Please keep the discussion on the mailing list rather than commenting on the wiki (wiki discussions get unwieldy fast).

Motivation

FLIP-384 is adding TraceReporter interface. However with FLIP-384 alone, Log4jTraceReporter would be the only available implementation of TraceReporter interface, which is not very helpful.

In this FLIP I’m proposing to contribute both MetricExporter and TraceReporter implementation using OpenTelemetry.

Public Interfaces / Proposed Changes

This flip proposes to add OpenTelemetryMetricReporterFactory and OpenTelemetryTraceReporterFactory factories, that would be both available in the newly added plugin flink-metrics/flink-metrics-otel (similar structure as pre-existing MetricReporters like flink-metrics-jmx).

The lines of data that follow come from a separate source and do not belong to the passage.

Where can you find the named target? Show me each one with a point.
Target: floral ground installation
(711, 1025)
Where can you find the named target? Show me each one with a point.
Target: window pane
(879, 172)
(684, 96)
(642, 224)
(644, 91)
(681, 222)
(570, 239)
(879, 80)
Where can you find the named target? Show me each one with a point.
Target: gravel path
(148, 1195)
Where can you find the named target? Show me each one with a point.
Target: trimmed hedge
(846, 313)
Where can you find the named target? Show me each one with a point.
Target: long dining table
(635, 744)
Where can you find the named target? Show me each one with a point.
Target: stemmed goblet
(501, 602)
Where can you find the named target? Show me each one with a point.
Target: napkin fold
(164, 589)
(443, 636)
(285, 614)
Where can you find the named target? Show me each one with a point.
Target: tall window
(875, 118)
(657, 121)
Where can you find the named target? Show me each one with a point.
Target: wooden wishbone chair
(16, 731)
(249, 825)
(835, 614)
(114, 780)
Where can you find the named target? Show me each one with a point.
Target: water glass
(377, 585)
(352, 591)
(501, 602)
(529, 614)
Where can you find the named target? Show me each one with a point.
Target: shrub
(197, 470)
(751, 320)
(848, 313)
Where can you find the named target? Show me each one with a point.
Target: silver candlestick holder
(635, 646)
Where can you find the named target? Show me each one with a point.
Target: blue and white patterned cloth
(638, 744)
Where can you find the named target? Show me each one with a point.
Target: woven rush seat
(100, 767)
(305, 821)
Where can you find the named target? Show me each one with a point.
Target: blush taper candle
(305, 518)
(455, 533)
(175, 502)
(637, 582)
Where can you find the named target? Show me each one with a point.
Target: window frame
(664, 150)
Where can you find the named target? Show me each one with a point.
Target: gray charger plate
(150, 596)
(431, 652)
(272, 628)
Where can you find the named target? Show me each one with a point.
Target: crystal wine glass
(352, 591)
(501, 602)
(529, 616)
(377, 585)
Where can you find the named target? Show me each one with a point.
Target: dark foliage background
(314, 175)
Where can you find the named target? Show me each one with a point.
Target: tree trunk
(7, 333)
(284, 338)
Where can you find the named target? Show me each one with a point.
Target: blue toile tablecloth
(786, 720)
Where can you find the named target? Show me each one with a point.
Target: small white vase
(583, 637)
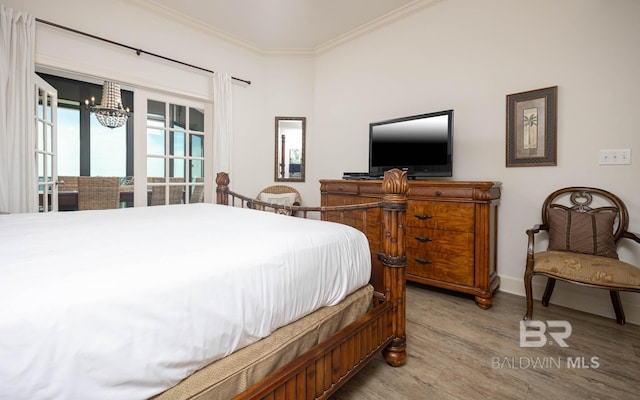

The only custom configuration will be:

  • exporter.endpoint - url of the OpenTelemetry endpoint

  • exporter.timeout - timeout when reporting to the endpoint (Default value

Both metrics and traces reporters will also support scope.variables.additional

Example configuration:

metrics.reporters: otel
metrics.reporter.otel.factory.class: org.apache.flink.common.metrics.OpenTelemetryMetricReporterFactory
metrics.reporter.otel.exporter.endpoint: http://127.0.0.1:1337
metrics.reporter.otel.scope.variables.additional: region:eu-west-1,environment:local-pnowojski-test,flink_runtime:1.17.1

traces.reporters: otel
traces.reporter.otel.factory.class: org.apache.flink.common.metrics.OpenTelemetryTraceReporterFactory
traces.reporter.otel.exporter.endpoint: http://127.0.0.1:1337
traces.reporter.otel.scope.variables.additional: region:eu-west-1,environment:local-pnowojski-test,flink_runtime:1.17.1

Compatibility, Deprecation, and Migration Plan

There will be no impact on existing users, there is no need for any migration.

Test Plan

On top of automated tests, this feature is already used and tested inside Confluent. Before committing the final accepted version would be tested inside Confluent again.

Rejected Alternatives

None